CurtSchilling38: and then had an email from someone telling me about the SoSH board
CurtSchilling38: so I dropped by and read up, and it was pretty cool
CurtSchilling38: knowing that an entire “nation” of people was rooting for us to make that decision to come to Boston, and
CurtSchilling38: as i said the other day, I am human, its pretty cool to see people wanting you to be a part of “their” team so badly
CurtSchilling38: so I read around, and saw the chat, figured what the hell and started chatting
CurtSchilling38: after a bit, when I convinced some of them that it was me, it was pretty fun

Lots more good stuff. He’s looking forward to working with Varitek, too.

Ebbs and flows

Last week, Lawrence Haws wrote me to point out this post, which is — well, it’s what it is. As best I can untangle the logic, Lynxx Pherrett thinks that right wing talk radio isn’t creating a culture of violence because Andrew McCrae was a leftist. There’s also a lot of really flawed rhetoric about how our colleges are producing left-wing assassins by the boatload…

OK, I’m going to digress here for a moment. I experienced Harvard’s General Education program, as it happens, and not only did I not become a brainwashed leftist cop-killer, I remember what General Education courses I took. One of these, which was and is the largest course at Harvard, was Michael Sandel’s Justice. Michael Sandel teaches an unrepentantly communitarianist theory of justice; a large portion of the course is dedicated to refuting the theories of John Rawls, patron saint of modern liberalism. It is difficult, to say the least, to reconcile the popularity of a course which preaches the importance of society with claims that Harvard’s General Education curriculum is a breeding ground for dangerous loners.

Also exceedingly popular: Roderick MacFarquhar’s course on the Cultural Revolution. It was an unstinting look at the horrors of Mao’s Cultural Revolution. I find it very hard to convince myself that MacFarquhar’s stinging condemnations of Mao cause fond affection for Communism.

Digression over. That wasn’t actually the point of the post; I just couldn’t help but point out that the Harvard curriculum of the late 1950s may not actually accurately model today’s Harvard curriculum.

What I did take out of Pherrett’s post is that there are, in this country, left-wing terrorists. But I already knew that. There are fanatics on both sides of the political spectrum, and some percentage of them are inclined to kill.
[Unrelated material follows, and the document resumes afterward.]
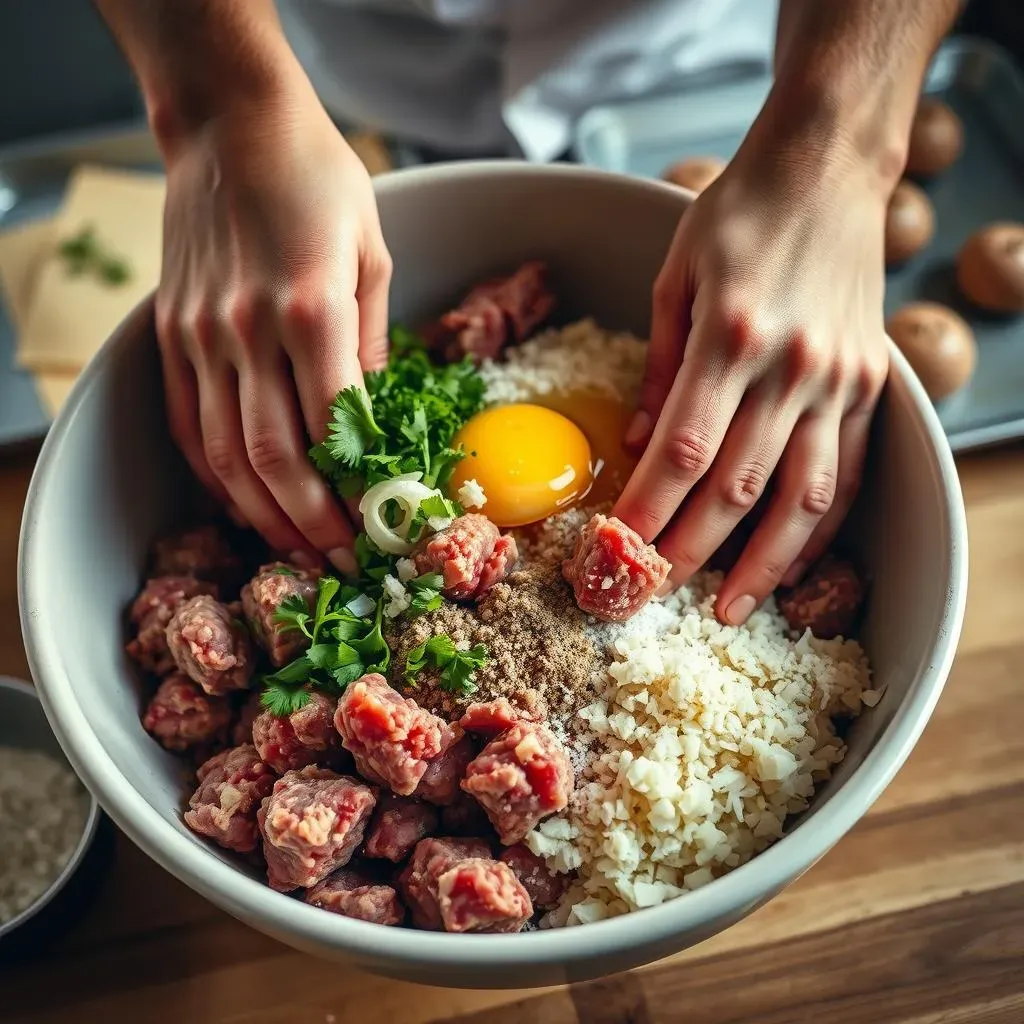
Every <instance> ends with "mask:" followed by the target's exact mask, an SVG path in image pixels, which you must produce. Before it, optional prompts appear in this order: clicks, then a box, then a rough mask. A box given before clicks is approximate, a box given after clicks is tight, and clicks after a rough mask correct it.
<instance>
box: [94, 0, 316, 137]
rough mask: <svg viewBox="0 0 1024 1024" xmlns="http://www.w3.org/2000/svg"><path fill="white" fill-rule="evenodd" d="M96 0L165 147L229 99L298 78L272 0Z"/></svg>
mask: <svg viewBox="0 0 1024 1024" xmlns="http://www.w3.org/2000/svg"><path fill="white" fill-rule="evenodd" d="M95 3H96V6H97V8H98V9H99V12H100V13H101V15H102V16H103V18H104V19H105V22H106V24H108V25H109V26H110V28H111V30H112V32H113V33H114V35H115V37H116V38H117V40H118V43H119V45H120V46H121V48H122V50H123V51H124V53H125V55H126V57H127V58H128V61H129V63H130V65H131V67H132V70H133V71H134V73H135V76H136V78H137V79H138V82H139V85H140V87H141V89H142V94H143V97H144V100H145V104H146V111H147V113H148V117H150V121H151V124H152V126H153V129H154V133H155V134H156V136H157V140H158V142H159V143H160V144H161V147H162V148H164V150H165V151H166V150H167V148H169V147H172V146H173V144H174V141H175V139H177V138H179V137H180V136H182V135H184V134H186V133H188V132H190V131H193V130H195V129H196V128H197V127H199V126H201V125H202V124H204V123H206V122H207V121H208V120H210V119H211V118H213V117H216V116H218V115H219V114H221V113H223V112H224V111H225V110H227V109H229V108H231V106H247V105H248V106H253V108H256V106H259V104H261V103H263V102H265V101H266V100H267V99H269V98H271V97H272V96H274V95H275V94H276V93H279V92H280V91H282V89H284V88H286V86H290V85H291V84H292V83H295V82H297V81H301V82H304V81H305V79H304V76H303V75H302V72H301V70H300V69H299V67H298V62H297V60H296V59H295V56H294V54H293V53H292V51H291V49H290V47H289V45H288V42H287V40H286V39H285V36H284V33H283V32H282V29H281V23H280V22H279V19H278V14H276V11H275V9H274V4H273V0H95ZM165 155H166V154H165Z"/></svg>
I wrote back to Lawrence with some extended musings on this topic, and let the topic kind of percolate for a bit.

Then, on Monday, I read the latest post on Orcinus. It exposes his personal reasons for his crusade; I found it remarkably open, exposed reading. Worth reading just for the integrity. It also got my thoughts back on this longwinded post I’m constructing here.
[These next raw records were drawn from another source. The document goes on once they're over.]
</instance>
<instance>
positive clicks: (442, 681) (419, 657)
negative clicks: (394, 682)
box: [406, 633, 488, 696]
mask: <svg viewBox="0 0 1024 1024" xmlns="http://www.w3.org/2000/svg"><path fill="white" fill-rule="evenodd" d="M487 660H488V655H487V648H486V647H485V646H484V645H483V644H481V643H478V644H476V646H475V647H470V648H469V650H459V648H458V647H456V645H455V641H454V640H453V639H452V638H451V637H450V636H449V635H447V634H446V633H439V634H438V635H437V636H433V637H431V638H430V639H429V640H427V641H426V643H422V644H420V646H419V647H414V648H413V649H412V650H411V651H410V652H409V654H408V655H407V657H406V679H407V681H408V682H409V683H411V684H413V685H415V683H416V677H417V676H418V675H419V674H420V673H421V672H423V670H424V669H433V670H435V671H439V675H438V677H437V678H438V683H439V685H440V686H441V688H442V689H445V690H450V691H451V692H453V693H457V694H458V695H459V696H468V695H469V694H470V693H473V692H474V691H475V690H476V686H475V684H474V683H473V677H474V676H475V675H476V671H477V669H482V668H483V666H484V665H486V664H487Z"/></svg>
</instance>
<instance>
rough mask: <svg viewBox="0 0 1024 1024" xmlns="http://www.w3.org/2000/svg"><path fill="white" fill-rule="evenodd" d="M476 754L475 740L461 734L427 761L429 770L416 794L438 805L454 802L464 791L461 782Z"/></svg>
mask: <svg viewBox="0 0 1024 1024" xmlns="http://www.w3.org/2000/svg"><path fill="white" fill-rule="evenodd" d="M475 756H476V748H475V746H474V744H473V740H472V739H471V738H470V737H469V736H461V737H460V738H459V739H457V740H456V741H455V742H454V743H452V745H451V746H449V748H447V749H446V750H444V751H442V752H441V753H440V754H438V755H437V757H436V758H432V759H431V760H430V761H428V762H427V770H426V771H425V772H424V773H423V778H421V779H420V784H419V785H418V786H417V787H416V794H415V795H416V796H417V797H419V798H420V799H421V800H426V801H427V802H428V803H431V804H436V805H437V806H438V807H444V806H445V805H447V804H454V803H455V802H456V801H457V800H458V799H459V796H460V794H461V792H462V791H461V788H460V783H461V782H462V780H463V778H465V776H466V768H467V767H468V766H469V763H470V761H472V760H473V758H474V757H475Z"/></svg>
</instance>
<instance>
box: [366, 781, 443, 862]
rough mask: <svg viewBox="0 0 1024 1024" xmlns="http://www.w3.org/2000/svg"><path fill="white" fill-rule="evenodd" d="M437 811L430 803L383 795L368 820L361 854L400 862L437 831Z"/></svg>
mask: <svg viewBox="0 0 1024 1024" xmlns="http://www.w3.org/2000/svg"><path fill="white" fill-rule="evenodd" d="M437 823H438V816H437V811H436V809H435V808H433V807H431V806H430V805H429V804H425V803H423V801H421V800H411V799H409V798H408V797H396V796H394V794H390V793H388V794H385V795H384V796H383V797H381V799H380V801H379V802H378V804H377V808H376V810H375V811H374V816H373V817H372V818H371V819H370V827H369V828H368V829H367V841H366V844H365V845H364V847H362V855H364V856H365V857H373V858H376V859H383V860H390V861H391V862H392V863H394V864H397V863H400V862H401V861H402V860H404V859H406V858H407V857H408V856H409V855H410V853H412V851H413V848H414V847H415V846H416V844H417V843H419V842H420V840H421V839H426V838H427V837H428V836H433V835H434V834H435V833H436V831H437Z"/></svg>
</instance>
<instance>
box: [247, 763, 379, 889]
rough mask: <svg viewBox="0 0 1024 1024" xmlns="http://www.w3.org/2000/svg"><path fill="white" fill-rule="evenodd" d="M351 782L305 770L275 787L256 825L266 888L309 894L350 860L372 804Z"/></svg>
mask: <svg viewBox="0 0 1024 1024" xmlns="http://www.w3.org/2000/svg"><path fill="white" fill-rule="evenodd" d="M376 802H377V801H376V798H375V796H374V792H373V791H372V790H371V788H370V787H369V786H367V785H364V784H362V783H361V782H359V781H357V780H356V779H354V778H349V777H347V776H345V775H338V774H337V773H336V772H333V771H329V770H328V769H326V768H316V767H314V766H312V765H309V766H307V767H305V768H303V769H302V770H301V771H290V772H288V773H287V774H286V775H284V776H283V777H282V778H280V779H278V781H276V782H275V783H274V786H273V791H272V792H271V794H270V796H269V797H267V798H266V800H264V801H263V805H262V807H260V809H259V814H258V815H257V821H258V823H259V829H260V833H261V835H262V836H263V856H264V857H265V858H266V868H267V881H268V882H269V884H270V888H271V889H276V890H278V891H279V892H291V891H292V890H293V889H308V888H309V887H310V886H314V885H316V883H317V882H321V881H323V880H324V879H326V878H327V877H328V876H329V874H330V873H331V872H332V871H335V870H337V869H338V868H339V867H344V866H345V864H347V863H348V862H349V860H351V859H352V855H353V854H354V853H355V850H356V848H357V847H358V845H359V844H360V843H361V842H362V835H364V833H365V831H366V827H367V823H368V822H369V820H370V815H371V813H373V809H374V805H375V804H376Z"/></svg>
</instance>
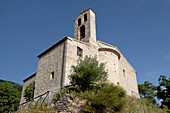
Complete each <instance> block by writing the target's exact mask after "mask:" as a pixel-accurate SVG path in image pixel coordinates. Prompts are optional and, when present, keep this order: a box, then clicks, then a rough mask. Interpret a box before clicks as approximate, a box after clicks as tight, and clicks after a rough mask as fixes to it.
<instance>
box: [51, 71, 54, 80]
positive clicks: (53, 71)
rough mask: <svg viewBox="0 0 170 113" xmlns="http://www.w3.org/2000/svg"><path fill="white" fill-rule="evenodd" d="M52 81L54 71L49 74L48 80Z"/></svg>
mask: <svg viewBox="0 0 170 113" xmlns="http://www.w3.org/2000/svg"><path fill="white" fill-rule="evenodd" d="M52 79H54V71H53V72H51V74H50V80H52Z"/></svg>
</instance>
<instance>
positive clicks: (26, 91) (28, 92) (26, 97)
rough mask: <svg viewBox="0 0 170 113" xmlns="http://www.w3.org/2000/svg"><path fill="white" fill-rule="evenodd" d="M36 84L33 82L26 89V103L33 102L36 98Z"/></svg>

One of the things he talks about, after acknowleding that there are fanatics on the left, is the preponderance of violent right wing rhetoric. He knows, as do I, that there are repellent people on the left — “In my view, Stalinist Communism is the epitome of the blinkered, anti-personal ideology of the left, and I’ve always been a fairly severe anti-Communist.” I suspect he would acknowledge that the rhetoric of groups like ANSWER influenced Andrew McCrae. But McCrae is only one person.
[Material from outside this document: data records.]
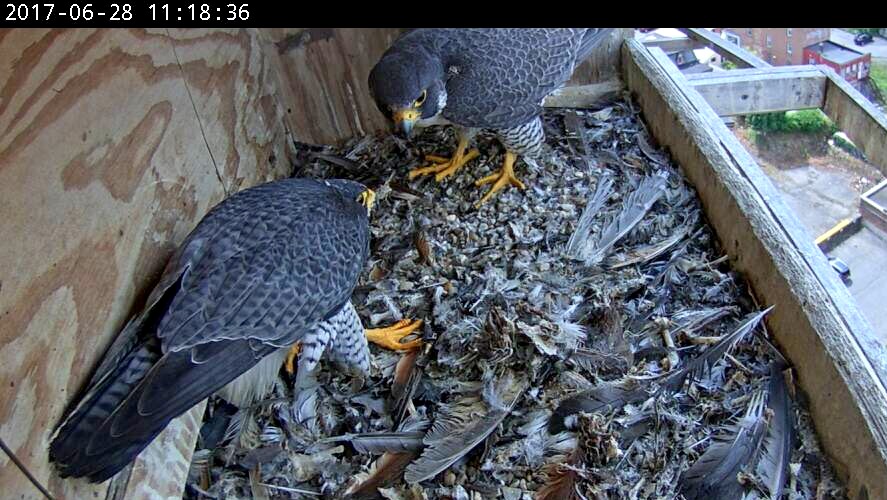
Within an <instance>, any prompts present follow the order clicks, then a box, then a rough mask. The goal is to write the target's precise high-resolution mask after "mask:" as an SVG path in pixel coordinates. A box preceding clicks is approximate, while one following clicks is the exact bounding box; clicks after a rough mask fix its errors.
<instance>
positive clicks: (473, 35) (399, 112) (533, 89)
mask: <svg viewBox="0 0 887 500" xmlns="http://www.w3.org/2000/svg"><path fill="white" fill-rule="evenodd" d="M610 31H612V29H610V28H540V29H528V28H521V29H511V28H472V29H431V28H429V29H416V30H413V31H410V32H408V33H406V34H404V35H402V36H401V37H400V38H398V39H397V40H396V41H395V42H394V43H393V44H392V46H391V47H390V48H389V49H388V50H387V51H386V52H385V53H384V54H383V55H382V58H381V59H380V60H379V62H378V63H377V64H376V66H375V67H374V68H373V69H372V71H371V72H370V76H369V86H370V91H371V92H372V94H373V99H374V100H375V101H376V105H377V106H378V108H379V110H380V111H381V112H382V113H383V114H385V115H386V116H387V117H388V118H389V119H390V120H391V121H393V122H394V124H395V126H397V127H399V128H400V129H401V131H402V132H404V133H405V134H406V135H408V136H409V135H410V134H411V133H412V131H413V129H414V128H415V127H425V126H430V125H440V124H454V125H456V126H457V127H458V129H459V133H458V136H459V144H458V146H457V148H456V151H455V152H454V154H453V156H452V157H451V158H449V159H446V158H440V157H436V156H428V157H426V160H427V161H430V162H431V163H432V164H431V165H430V166H427V167H423V168H418V169H415V170H413V171H411V172H410V178H413V177H416V176H419V175H428V174H432V173H433V174H436V176H435V178H436V180H437V181H438V182H440V181H442V180H443V179H445V178H446V177H448V176H450V175H452V174H454V173H455V172H456V171H457V170H458V169H459V168H460V167H462V165H464V164H465V163H466V162H468V161H470V160H472V159H473V158H475V157H477V156H478V154H479V153H478V152H477V150H471V151H466V150H467V149H468V144H469V142H470V141H471V139H472V138H473V136H474V135H475V134H476V133H477V131H478V130H479V129H491V130H492V131H493V132H495V133H496V135H497V136H498V138H499V140H500V141H501V142H502V144H503V145H504V146H505V149H506V153H505V161H504V163H503V165H502V168H501V169H500V170H499V172H497V173H495V174H493V175H490V176H488V177H485V178H483V179H478V180H477V181H476V182H475V184H476V185H477V186H482V185H484V184H493V186H492V188H491V189H490V190H489V191H488V192H487V193H486V195H485V196H484V197H483V198H482V199H481V200H480V202H479V203H478V205H480V204H482V203H484V202H485V201H487V200H488V199H489V198H490V197H491V196H492V195H493V194H494V193H496V192H497V191H499V190H501V189H503V188H504V187H506V186H509V185H513V186H517V187H520V188H523V187H524V184H523V183H522V182H521V181H519V180H518V179H517V177H515V175H514V170H513V167H514V163H515V161H516V159H517V157H518V156H519V155H523V156H527V157H530V158H535V157H537V156H538V155H539V153H540V152H541V148H542V143H543V140H544V133H543V130H542V121H541V119H540V114H541V112H542V102H543V101H544V99H545V97H547V96H548V95H549V94H551V93H553V92H554V91H555V90H557V89H558V88H560V87H561V86H563V84H564V83H566V82H567V80H569V79H570V76H571V75H572V74H573V71H574V70H575V68H576V67H577V66H578V65H579V64H580V63H581V62H582V61H583V60H584V59H585V58H586V57H587V56H588V55H590V53H591V51H592V49H594V47H596V46H597V45H598V44H599V43H600V42H601V41H602V40H604V39H606V37H607V35H608V34H609V33H610Z"/></svg>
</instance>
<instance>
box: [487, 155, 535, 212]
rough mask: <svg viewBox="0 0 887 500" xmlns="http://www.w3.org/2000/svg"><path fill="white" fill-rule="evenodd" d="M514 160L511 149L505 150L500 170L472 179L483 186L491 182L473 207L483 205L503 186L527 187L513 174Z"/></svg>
mask: <svg viewBox="0 0 887 500" xmlns="http://www.w3.org/2000/svg"><path fill="white" fill-rule="evenodd" d="M515 160H517V155H516V154H514V153H512V152H511V151H506V152H505V162H504V163H503V164H502V169H501V170H499V171H498V172H496V173H495V174H493V175H488V176H486V177H484V178H483V179H478V180H476V181H474V185H475V186H483V185H484V184H489V183H493V187H492V188H490V190H489V191H487V194H485V195H484V197H483V198H481V199H480V201H478V202H477V203H476V204H475V207H480V206H481V205H483V204H484V203H485V202H486V201H487V200H489V199H490V198H491V197H492V196H493V194H494V193H496V192H497V191H499V190H501V189H503V188H505V186H508V185H509V184H510V185H512V186H514V187H517V188H520V189H526V188H527V187H526V186H525V185H524V183H523V182H521V181H519V180H518V179H517V177H515V175H514V162H515Z"/></svg>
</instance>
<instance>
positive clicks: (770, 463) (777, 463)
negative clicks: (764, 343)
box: [755, 364, 793, 500]
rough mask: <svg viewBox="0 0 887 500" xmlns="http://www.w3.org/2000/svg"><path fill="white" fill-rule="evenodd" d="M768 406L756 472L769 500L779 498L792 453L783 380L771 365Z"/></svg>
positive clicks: (790, 410) (777, 368) (789, 410)
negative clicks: (765, 434)
mask: <svg viewBox="0 0 887 500" xmlns="http://www.w3.org/2000/svg"><path fill="white" fill-rule="evenodd" d="M768 390H769V393H770V394H769V396H768V399H767V406H768V407H769V408H770V413H771V415H770V425H769V426H768V429H767V436H766V437H765V438H764V446H763V453H762V454H761V458H760V460H759V461H758V465H757V468H756V469H755V470H756V472H757V475H758V476H759V477H760V478H761V479H762V480H763V481H764V485H766V486H767V490H768V491H769V493H770V498H771V500H778V499H779V498H781V497H782V489H783V487H784V486H785V480H786V472H787V471H788V463H789V459H790V458H791V450H792V431H793V429H792V418H791V402H790V401H789V396H788V389H787V388H786V385H785V377H783V375H782V369H781V367H780V366H779V365H777V364H773V365H771V366H770V383H769V386H768Z"/></svg>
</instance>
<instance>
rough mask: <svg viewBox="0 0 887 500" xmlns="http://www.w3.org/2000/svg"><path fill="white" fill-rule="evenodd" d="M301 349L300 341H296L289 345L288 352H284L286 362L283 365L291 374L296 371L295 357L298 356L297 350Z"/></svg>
mask: <svg viewBox="0 0 887 500" xmlns="http://www.w3.org/2000/svg"><path fill="white" fill-rule="evenodd" d="M301 350H302V343H301V342H296V344H295V345H294V346H292V347H290V352H288V353H286V364H285V365H284V367H285V368H286V372H287V373H289V374H290V375H292V374H293V373H295V371H296V358H297V357H298V356H299V352H300V351H301Z"/></svg>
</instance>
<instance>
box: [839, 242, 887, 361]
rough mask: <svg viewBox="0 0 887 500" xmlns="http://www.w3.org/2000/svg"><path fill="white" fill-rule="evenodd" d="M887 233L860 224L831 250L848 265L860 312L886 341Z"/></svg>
mask: <svg viewBox="0 0 887 500" xmlns="http://www.w3.org/2000/svg"><path fill="white" fill-rule="evenodd" d="M885 238H887V235H884V234H883V233H881V232H880V231H878V230H877V229H871V228H868V227H863V228H862V229H861V230H860V231H859V232H858V233H856V234H854V235H853V236H851V237H850V238H848V239H847V241H845V242H843V243H841V244H840V245H838V248H835V249H834V250H832V252H831V255H833V256H835V257H838V258H840V259H841V260H843V261H844V262H846V263H847V265H848V266H849V267H850V279H851V280H852V283H851V284H850V287H849V288H850V294H851V295H853V297H854V298H856V302H857V303H858V304H859V308H860V309H861V310H862V314H863V316H865V317H866V318H868V320H869V323H871V325H872V329H873V330H874V331H875V334H876V335H877V336H878V337H879V338H880V339H881V341H882V342H883V343H885V344H887V309H885V308H884V303H885V302H887V274H885V273H884V268H885V266H887V239H885Z"/></svg>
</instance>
A single loner doesn’t mean the left is as dangerous as the right. I’ll see your McCrae and raise you a Carl Drega. Have an Eric Rudolph. Remember the murder of Alan Berg. Look up Buford Furrow. Read about these forty men.

The right doesn’t have a monopoly on hatred in this country. Thirty years ago, our domestic terrorists were the left-wing Weathermen and the Symbionese Liberation Army. Thirty years from now, radical environmentalists may embrace terrorist tactics wholeheartedly.

But that’s then. This is now. I am a minarchist, and I have great sympathy for those who feel the government has too many tendrils in private life. This does not stop me from thinking that violence is the wrong solution for the problem as it exists in America today. And when I look around to see where the violence comes from — today, now — I see the terrorist right.